Au lieu-dit “le grand moustier”…
Ainsi commence l’acte notarié… et la grande aventure, comédie dramatique ou beau conte moral, l’avenir le dira !
Pourtant, pas trace d’un monastère dans les grasses prairies qui s’étendent sur le plateau limoneux du Hainaut. Aucune mention sur les cartes locales ni dans la toponymie locale.
Un lieu de prière oublié, une histoire enfouie dans la plaine et juste quelques bribes de souvenirs transmises par un vieux monsieur… Pourquoi avoir choisi cette maison-ci, parmi tant d’autres ?
Une maison en ruines, insalubre, modeste depuis toujours, un peu à l’écart du village mais rattrapée par les constructions modernes…
Pourquoi ?
Peut-être juste un sentiment de reconnaissance au premier coup d’oeil, une sensation de familiarité, la conviction que c’était la mienne…
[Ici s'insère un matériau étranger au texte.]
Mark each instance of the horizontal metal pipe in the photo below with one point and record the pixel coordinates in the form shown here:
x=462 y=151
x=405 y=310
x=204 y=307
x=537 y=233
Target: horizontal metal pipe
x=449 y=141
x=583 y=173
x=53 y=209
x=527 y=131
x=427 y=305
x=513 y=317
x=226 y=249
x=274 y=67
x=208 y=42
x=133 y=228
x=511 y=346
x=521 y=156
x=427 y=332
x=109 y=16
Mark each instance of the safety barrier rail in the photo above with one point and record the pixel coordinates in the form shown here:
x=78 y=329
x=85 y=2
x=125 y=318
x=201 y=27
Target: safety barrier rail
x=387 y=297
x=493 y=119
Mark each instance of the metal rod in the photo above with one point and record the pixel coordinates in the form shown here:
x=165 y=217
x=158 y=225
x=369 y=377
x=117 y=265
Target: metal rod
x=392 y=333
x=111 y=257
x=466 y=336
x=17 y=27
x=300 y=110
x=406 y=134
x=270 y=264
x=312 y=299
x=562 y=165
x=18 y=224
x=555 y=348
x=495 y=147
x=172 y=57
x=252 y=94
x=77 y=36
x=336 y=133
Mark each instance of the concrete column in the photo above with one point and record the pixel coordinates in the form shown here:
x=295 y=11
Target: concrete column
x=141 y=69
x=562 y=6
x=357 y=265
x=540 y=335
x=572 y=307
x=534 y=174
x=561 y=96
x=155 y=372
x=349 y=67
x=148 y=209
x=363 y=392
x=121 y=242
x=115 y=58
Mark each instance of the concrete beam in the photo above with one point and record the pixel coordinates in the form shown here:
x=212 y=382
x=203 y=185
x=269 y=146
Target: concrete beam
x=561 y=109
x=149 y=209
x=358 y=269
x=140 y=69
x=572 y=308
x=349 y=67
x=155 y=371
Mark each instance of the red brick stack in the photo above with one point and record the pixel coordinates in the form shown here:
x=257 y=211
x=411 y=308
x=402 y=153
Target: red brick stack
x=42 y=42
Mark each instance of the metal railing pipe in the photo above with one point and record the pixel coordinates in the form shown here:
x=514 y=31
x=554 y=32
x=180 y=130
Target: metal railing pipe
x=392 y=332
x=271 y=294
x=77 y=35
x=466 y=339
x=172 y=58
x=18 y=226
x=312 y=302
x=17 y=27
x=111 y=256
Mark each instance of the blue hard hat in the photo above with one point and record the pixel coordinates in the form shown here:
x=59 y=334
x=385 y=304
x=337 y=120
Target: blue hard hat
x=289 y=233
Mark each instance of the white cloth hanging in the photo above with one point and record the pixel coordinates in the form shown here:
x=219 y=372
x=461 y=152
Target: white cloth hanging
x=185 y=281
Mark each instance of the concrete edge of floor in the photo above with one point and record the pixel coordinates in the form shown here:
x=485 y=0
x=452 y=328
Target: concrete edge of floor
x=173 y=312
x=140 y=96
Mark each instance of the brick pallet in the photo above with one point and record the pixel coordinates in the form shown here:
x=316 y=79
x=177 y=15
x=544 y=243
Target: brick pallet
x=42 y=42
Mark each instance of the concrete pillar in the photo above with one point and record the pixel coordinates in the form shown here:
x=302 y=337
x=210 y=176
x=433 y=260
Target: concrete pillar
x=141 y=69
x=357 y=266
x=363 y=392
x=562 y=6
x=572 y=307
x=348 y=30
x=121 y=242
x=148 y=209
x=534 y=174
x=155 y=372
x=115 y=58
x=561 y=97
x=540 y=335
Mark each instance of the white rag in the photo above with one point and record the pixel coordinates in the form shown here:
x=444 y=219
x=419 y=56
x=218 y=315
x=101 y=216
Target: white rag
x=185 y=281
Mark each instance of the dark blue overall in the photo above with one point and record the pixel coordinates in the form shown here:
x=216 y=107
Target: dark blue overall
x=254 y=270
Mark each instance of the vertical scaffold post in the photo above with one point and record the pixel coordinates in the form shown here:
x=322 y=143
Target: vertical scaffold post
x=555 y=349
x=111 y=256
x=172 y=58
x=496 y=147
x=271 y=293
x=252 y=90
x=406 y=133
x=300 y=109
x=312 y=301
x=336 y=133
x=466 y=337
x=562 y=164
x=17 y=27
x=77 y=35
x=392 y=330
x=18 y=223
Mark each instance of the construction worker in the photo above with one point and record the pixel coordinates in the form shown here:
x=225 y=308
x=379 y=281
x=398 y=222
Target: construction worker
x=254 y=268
Bien sûr que j’ai vu son toit en ruines, ses infiltrations d’eau, ses cache-misères… et les mensonges éhontés de l’agent immobilier. Bien sûr que tous les gens raisonnables m’auraient déconseillé de l’acheter.
Mais elle me murmurait autre chose. Elle me parlait d’un temps révolu où le simple laboureur pouvait demander à la terre sa pitance et son logis pour peu qu’il eût un cœur vaillant et des bras solides. Elle me disait, la vieille maison, que ses murs défieraient encore le temps, bâtis à une époque où on ne connaissait pas le principe d’obsolescence. Elle relevait timidement ses oripeaux sans oser se targuer d’être la doyenne du lieu. Sa modestie l’empêchait de clamer une vérité élémentaire : elle avait affronté les intempéries sans faillir, son pignon aveugle faisait le gros dos au vent d’ouest, gardait ses tuiles centenaires et ses pieds au sec. Elle était plantée là, sur une éminence à peine perceptible, au milieu d’une parcelle de terre fertile. Les herbes folles masquaient la pierre d’un ancien puits. Délaissée depuis un demi-siècle, abandonnée aux soins négligents de locataires indigents, elle n’a pas connu les matériaux modernes. Ici dominent la brique de campagne, la chaux, le sable, la terre crue prise au jardin, la paille, le bois, la pierre bleue, la tuile flamande à torche …
Les égoûts sont inexistants, l’électricité tellement sommaire que mêmes les normes des années 60 devaient être trop exigeantes, un seul robinet d’eau près de la porte d’entrée, une vieille porte disjointe à l’immense clé rouillée…
Ici, on vit encore au tout début du 20e : entre le poêle à bois et la bassine en zinc… et les toilettes au fond du jardin.